Re-la-ti-vi-sons ! Cette bd est pas pas mal, sans plus. Le dessin a une relative personnalité mais est moche, et on a tué… un animal ! Je préfère qu'une communauté se réconcilie sur le dos d'une bête que d'un humain, soit l'une des raisons qui font que j'estime que les corridas ont une utilité sociale. Il faut se remettre dans le contexte historique, aussi, quand on a découvert les singes on a eu du mal à les différencier des humains. Et les Noirs en ont fait les frais, ravalés au niveau de la bête, ou du moins entre les Blancs et elle. Même si j'ai plains le pauvre singe, je m'inquiétais plus du jeune garçon jeté du navire pour le crime de parler la langue de Shakespeare, et qui arrivé en Angleterre risquait aussi beaucoup de la part des sujets de Sa Gracieuse Majesté ! La légende - ou la réalité ? - de ce qui est arrivé au singe a une part d'odieux et de ridicule, mais qu'est-ce par rapport à tant de drames ? On a pu parler de mépris pour les gens du peuple, mais n'oublions pas que le capitaine du navire, donc de l'élite, donne, lui, l'ordre d'exécuter un enfant pour cause de haine délirante envers l'ennemi anglais.
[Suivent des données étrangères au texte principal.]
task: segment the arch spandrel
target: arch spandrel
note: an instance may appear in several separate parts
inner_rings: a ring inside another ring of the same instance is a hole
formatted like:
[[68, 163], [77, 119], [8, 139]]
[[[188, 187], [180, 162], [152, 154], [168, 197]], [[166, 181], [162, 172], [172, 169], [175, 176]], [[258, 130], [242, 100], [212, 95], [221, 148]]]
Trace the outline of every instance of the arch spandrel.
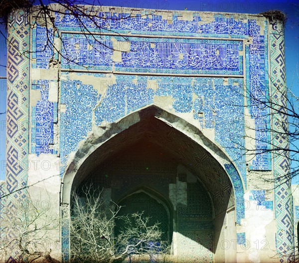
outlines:
[[[92, 172], [95, 164], [107, 160], [125, 146], [146, 138], [172, 152], [189, 170], [199, 175], [199, 179], [214, 198], [216, 214], [227, 208], [234, 189], [238, 196], [236, 202], [238, 203], [236, 222], [241, 224], [244, 217], [241, 176], [223, 151], [185, 120], [151, 105], [111, 124], [100, 136], [97, 137], [95, 133], [93, 135], [75, 154], [64, 175], [63, 202], [69, 202], [71, 189], [85, 179], [84, 176]], [[223, 204], [221, 199], [227, 200], [226, 203]]]

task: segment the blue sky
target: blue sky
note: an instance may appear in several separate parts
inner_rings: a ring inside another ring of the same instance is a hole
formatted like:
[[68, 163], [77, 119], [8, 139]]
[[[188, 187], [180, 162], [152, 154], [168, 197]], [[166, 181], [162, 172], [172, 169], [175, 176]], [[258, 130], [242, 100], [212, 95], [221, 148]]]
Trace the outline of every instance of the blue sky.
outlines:
[[[88, 0], [86, 0], [87, 1]], [[297, 96], [299, 95], [299, 5], [296, 0], [104, 0], [103, 5], [129, 6], [135, 8], [172, 10], [211, 11], [258, 13], [278, 9], [287, 13], [288, 20], [285, 27], [287, 84]], [[5, 34], [4, 29], [1, 31]], [[0, 77], [6, 76], [6, 45], [0, 35]], [[6, 80], [0, 79], [0, 112], [6, 109]], [[5, 176], [5, 114], [0, 114], [0, 179]], [[294, 180], [293, 183], [295, 183]], [[297, 183], [298, 183], [297, 180]]]

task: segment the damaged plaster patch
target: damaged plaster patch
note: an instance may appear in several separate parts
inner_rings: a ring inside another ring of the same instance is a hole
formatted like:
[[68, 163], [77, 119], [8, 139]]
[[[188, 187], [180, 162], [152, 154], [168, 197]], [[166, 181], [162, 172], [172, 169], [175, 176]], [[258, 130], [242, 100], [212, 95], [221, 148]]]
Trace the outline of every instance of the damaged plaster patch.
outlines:
[[148, 80], [147, 88], [151, 88], [155, 91], [159, 88], [156, 80]]
[[183, 20], [187, 21], [193, 21], [193, 15], [192, 11], [187, 11], [186, 12], [182, 12], [183, 15]]
[[114, 37], [111, 38], [113, 47], [112, 60], [115, 62], [121, 62], [122, 52], [129, 52], [131, 50], [131, 43], [129, 41], [118, 41]]
[[58, 101], [58, 87], [57, 82], [49, 82], [48, 100], [53, 102]]
[[31, 78], [32, 81], [47, 80], [57, 81], [58, 80], [58, 71], [57, 69], [31, 69]]
[[100, 77], [70, 72], [68, 77], [69, 80], [80, 81], [83, 85], [91, 85], [98, 91], [98, 94], [104, 94], [108, 86], [116, 84], [116, 77], [114, 74], [107, 74], [106, 77]]
[[153, 103], [157, 106], [165, 108], [167, 110], [173, 111], [172, 104], [174, 99], [172, 96], [153, 95]]

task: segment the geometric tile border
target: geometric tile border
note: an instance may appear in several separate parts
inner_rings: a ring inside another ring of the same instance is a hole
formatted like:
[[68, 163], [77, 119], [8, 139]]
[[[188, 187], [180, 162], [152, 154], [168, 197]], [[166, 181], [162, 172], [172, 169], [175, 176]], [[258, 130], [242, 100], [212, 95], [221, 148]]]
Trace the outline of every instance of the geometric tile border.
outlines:
[[[283, 138], [284, 129], [281, 124], [288, 125], [288, 116], [282, 108], [276, 106], [281, 103], [287, 108], [286, 68], [285, 65], [285, 43], [284, 27], [280, 23], [270, 26], [271, 60], [271, 96], [273, 102], [274, 114], [272, 116], [272, 129], [277, 131], [272, 134], [274, 147], [288, 149], [288, 139]], [[282, 95], [283, 94], [283, 95]], [[277, 110], [278, 111], [275, 111]], [[285, 129], [286, 128], [285, 128]], [[286, 180], [284, 175], [290, 172], [290, 158], [286, 151], [274, 152], [275, 191], [275, 217], [277, 233], [276, 248], [281, 259], [281, 262], [292, 262], [294, 257], [294, 233], [293, 196], [291, 180]], [[280, 178], [283, 177], [280, 179]], [[283, 183], [281, 181], [286, 181]]]
[[[30, 27], [27, 13], [18, 10], [9, 17], [7, 42], [6, 190], [8, 194], [26, 185], [29, 147]], [[25, 197], [17, 191], [5, 200], [7, 207]], [[13, 237], [12, 231], [8, 235]], [[11, 251], [6, 262], [15, 262]]]

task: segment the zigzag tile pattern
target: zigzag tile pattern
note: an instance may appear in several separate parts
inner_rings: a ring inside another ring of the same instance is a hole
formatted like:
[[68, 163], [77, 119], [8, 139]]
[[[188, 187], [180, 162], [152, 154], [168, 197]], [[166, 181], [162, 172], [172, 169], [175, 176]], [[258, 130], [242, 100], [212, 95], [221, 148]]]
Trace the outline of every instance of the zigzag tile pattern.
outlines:
[[[272, 116], [273, 145], [279, 149], [288, 149], [289, 141], [283, 135], [287, 129], [288, 116], [284, 108], [288, 108], [285, 43], [283, 27], [280, 24], [271, 25], [270, 35], [271, 63], [271, 99], [274, 103]], [[281, 107], [276, 106], [281, 105]], [[294, 258], [294, 229], [293, 202], [291, 180], [285, 183], [286, 175], [290, 172], [289, 152], [279, 151], [273, 155], [274, 178], [275, 179], [275, 217], [277, 220], [276, 249], [281, 259], [281, 262], [292, 262]]]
A cela répond un médecin qui n'est pas n'importe qui, grand père de Darwin, avec ce dernier, enfant : difficile de faire mieux ! Et si les gens du peuple sont montrés ignorants et très remontés contre les mangeurs de grenouilles, il y a chez de pauvres gens abandonné par toute élite le désir de faire de son mieux, en ne tuant pas comme ça le singe qu'ils prennent pour un ennemi, mais en essayant de lui accorder un procès avec un avocat. Dans cette œuvre, je pense qu'il y a le procès des nations, qui mèneraient à des illusions sur son groupe et à la haine des autres groupes. Ou bien c'est le mot de la fin qui m'y fait songer ? C'est un reproche qu'on peut faire à tous les groupes. D'un autre côté, sans groupe pour l'élever, un humain ne développe pas son potentiel comme on le voit pour les enfants sauvages. Les heureux sont ceux qui ont eu le plus grand capital culturel du groupe, comme le savant grand-père de Darwin, et s'éloignent des groupes quand ils sont en pleine crise de violence. Une grand-mère du village, forcément moins instruite, arrive à la même attitude par une réflexion sans doute plus personnelle. Il n'est pas naturel que les plus lucides fassent réfléchir les autres : s'ils le sont, ils voient bien la difficulté, parfois le danger, voire si on est pessimiste, la futilité de l'entreprise.